Du bloc opératoire aux ruelles de Mamoudzou

Arrivé à Mayotte début décembre 2024 après avoir fui les combats qui ravagent l’est du Congo, cet homme exerçait une profession essentielle dans son pays d’origine. « Chez moi, j’étais infirmier diplômé », confie-t-il à voix basse. Une qualification qui fait cruellement défaut au Centre Hospitalier de Mayotte (CHM), constamment en quête de personnel soignant. Mais sans titre de séjour en règle, impossible de prétendre exercer son métier. Pour survivre, le soignant s’est résigné à enfourcher une moto d’emprunt : « Ce n’est pas un vrai métier, c’est juste un moyen de se débrouiller pour trouver de quoi manger ».
L’imbroglio administratif et le piège des amendes
La situation administrative de Nélius relève du casse-tête. « J’ai eu l’accord pour ma protection de réfugié depuis le 17 mai 2025. Le problème, c’est que je n’ai toujours ni récépissé avec des dates de validité ni carte de séjour ». Alors que la préfecture fait face à un engorgement massif de ses services, Nélius attend indéfiniment un rendez-vous. Sans document physique à présenter lors des contrôles, la précarité le rattrape au virage.
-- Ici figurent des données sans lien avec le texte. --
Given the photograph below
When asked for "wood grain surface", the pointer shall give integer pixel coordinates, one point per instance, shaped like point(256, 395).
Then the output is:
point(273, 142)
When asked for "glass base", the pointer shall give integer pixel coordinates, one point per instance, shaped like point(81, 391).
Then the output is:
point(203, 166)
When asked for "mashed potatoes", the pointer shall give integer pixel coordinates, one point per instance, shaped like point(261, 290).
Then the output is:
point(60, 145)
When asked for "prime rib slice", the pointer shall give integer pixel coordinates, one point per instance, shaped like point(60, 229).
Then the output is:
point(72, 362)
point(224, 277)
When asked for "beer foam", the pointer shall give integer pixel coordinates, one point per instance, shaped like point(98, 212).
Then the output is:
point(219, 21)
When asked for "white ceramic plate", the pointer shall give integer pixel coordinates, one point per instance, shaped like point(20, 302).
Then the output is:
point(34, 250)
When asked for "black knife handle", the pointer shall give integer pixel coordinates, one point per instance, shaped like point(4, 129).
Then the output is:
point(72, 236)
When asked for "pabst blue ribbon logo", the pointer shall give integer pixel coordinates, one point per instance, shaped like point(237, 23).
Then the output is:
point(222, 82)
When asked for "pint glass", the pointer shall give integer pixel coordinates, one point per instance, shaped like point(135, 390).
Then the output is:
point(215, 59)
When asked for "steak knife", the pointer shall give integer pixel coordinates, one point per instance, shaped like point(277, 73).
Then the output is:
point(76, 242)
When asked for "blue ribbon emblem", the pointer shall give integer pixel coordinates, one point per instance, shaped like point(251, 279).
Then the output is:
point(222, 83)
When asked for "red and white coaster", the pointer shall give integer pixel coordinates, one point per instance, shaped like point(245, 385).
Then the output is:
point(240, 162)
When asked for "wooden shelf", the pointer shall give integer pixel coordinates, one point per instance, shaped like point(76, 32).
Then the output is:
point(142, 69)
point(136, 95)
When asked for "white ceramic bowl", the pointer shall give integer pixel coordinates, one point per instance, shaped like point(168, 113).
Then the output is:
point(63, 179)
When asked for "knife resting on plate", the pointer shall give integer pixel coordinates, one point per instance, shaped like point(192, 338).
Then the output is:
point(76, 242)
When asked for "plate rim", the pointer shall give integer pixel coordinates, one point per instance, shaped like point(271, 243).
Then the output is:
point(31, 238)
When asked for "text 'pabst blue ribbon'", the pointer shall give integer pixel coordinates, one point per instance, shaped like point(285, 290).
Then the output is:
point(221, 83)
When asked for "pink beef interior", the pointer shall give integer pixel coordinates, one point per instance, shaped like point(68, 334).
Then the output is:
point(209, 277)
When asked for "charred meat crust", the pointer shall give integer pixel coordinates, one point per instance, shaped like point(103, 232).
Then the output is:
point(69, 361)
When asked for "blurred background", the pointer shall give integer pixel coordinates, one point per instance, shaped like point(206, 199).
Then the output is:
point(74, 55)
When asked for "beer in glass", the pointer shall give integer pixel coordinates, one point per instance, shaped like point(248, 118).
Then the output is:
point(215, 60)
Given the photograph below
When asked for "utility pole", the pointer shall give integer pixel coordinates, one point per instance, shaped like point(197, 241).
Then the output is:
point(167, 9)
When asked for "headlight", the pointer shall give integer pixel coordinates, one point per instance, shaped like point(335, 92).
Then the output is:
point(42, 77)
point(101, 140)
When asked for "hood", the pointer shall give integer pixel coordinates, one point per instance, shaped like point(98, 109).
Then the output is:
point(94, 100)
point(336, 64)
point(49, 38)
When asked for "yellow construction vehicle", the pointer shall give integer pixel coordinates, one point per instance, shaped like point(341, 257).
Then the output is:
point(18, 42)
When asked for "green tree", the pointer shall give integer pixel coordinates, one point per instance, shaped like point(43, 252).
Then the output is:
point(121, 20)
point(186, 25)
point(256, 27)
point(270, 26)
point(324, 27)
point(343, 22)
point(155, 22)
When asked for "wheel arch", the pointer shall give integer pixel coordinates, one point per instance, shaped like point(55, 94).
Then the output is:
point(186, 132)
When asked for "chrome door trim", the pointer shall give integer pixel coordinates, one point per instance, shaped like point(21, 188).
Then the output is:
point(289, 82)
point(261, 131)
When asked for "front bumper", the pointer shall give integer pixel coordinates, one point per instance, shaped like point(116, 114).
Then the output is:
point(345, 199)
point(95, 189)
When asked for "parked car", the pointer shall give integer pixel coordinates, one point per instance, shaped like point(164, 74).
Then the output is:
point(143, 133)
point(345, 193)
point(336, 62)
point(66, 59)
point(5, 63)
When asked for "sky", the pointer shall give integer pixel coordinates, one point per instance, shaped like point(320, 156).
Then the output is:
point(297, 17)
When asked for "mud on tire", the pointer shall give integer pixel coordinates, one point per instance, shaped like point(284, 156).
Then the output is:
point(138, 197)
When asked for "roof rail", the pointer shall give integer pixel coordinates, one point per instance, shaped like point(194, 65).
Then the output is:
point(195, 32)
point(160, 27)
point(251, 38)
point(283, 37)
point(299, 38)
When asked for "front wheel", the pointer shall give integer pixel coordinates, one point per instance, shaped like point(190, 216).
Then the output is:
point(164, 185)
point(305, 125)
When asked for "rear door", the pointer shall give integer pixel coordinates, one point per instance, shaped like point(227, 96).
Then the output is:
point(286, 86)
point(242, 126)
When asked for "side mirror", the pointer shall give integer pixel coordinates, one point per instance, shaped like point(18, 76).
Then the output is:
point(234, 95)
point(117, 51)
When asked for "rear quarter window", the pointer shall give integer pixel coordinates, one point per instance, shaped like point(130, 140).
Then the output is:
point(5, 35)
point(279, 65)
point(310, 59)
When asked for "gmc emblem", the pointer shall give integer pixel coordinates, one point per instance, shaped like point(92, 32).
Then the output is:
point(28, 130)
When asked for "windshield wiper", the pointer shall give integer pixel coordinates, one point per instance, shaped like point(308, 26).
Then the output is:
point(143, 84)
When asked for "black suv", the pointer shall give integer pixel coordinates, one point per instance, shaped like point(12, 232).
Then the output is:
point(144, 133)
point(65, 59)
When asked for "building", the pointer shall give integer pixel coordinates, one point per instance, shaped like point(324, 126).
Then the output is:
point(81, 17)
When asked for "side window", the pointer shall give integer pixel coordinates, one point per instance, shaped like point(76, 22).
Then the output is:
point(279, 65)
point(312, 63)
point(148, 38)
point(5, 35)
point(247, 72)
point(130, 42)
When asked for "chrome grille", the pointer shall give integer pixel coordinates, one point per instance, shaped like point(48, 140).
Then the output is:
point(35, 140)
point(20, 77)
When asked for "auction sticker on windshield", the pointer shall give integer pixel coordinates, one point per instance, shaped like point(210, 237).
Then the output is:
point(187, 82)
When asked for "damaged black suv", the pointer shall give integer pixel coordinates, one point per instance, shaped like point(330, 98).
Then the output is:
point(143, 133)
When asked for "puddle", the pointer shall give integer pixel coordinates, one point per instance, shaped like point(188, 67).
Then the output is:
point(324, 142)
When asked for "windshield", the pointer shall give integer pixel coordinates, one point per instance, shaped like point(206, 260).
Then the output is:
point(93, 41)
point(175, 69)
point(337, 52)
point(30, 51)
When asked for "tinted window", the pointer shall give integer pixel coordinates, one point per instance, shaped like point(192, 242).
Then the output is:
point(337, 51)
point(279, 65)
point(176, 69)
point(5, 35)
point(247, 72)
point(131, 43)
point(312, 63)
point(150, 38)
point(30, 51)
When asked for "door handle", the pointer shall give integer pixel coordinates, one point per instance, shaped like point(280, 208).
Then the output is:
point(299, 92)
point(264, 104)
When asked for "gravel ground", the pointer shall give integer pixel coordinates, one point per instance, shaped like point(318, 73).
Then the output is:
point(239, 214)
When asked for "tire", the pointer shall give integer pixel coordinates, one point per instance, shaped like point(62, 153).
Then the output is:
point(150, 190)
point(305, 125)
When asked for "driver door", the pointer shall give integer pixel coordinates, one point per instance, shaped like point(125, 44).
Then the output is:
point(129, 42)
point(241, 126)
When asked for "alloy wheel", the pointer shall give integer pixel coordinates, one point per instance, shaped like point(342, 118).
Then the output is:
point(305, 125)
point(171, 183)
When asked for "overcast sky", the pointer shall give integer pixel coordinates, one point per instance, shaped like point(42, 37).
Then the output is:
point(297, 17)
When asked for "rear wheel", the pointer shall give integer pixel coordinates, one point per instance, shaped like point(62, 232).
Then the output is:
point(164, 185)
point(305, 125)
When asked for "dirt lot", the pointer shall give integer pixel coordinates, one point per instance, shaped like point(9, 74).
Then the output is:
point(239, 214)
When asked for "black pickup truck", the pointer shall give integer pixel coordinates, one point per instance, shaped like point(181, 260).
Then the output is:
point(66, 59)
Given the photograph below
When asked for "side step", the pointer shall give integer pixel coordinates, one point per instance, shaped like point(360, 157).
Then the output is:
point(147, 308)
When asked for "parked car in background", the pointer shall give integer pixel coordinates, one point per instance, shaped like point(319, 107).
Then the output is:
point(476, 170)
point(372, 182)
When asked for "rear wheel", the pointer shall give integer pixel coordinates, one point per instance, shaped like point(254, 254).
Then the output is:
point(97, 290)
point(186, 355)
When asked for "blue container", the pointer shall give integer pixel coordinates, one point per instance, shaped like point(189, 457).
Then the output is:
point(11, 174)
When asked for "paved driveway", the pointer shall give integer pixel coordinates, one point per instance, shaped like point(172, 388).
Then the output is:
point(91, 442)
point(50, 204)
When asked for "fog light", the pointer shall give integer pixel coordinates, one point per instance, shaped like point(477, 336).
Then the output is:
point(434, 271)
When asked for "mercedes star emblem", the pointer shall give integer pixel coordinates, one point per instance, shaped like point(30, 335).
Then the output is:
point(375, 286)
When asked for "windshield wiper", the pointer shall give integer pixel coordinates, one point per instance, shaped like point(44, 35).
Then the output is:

Il y a quelques semaines, sa première interdiction de circuler s’est soldée par un traumatisme financier. « La police m’a arrêté avec la moto. Ils m’ont mis 500 euros d’amende pour l’activité de moto-taxi, plus 400 euros pour les frais de parking. 900 euros au total ! J’ai dû emprunter de l’argent à plusieurs camarades, 100 euros par ci, 200 euros par là. Aujourd’hui, je continue de rouler la peur au ventre, uniquement pour rembourser cette dette, car si on me saisit à nouveau la moto, je n’aurai plus aucun moyen de m’en sortir », raconte-t-il.
Viser la métropole pour échapper à la violence
À cette précarité administrative s’ajoute l’insécurité chronique qui gangrène le département. Victime d’agressions par le passé — on lui a déjà volé un téléphone et une première moto sous la menace d’une machette —, Nélius avoue vivre dans un état d’angoisse permanent. « Quand je marche sur la route, j’ai toujours peur de croiser des délinquants. Quand j’ai été m’expliquer au commissariat après mon agression, on m’a répondu que c’était de ma faute parce que je suis venu ici et que les délinquants sont chez eux ».

Rêvant d’un avenir apaisé où il pourrait enfin enfiler de nouveau sa blouse blanche, Nélius regarde désormais vers l’Hexagone, persuadé que la métropole lui offrira la sécurité et la dignité que Mayotte semble lui refuser. « La toute première chose dont j’ai besoin, ce sont mes papiers. Les documents ouvrent la porte au travail légal. Une fois que j’aurai mon titre de séjour, je pourrai enfin laisser cette moto au garage et construire une vie stable, sans enfreindre la loi ».
En attendant le précieux sésame préfectoral, Nélius continue de sillonner l’île, le casque vissé sur la tête et l’espoir chevillé au corps.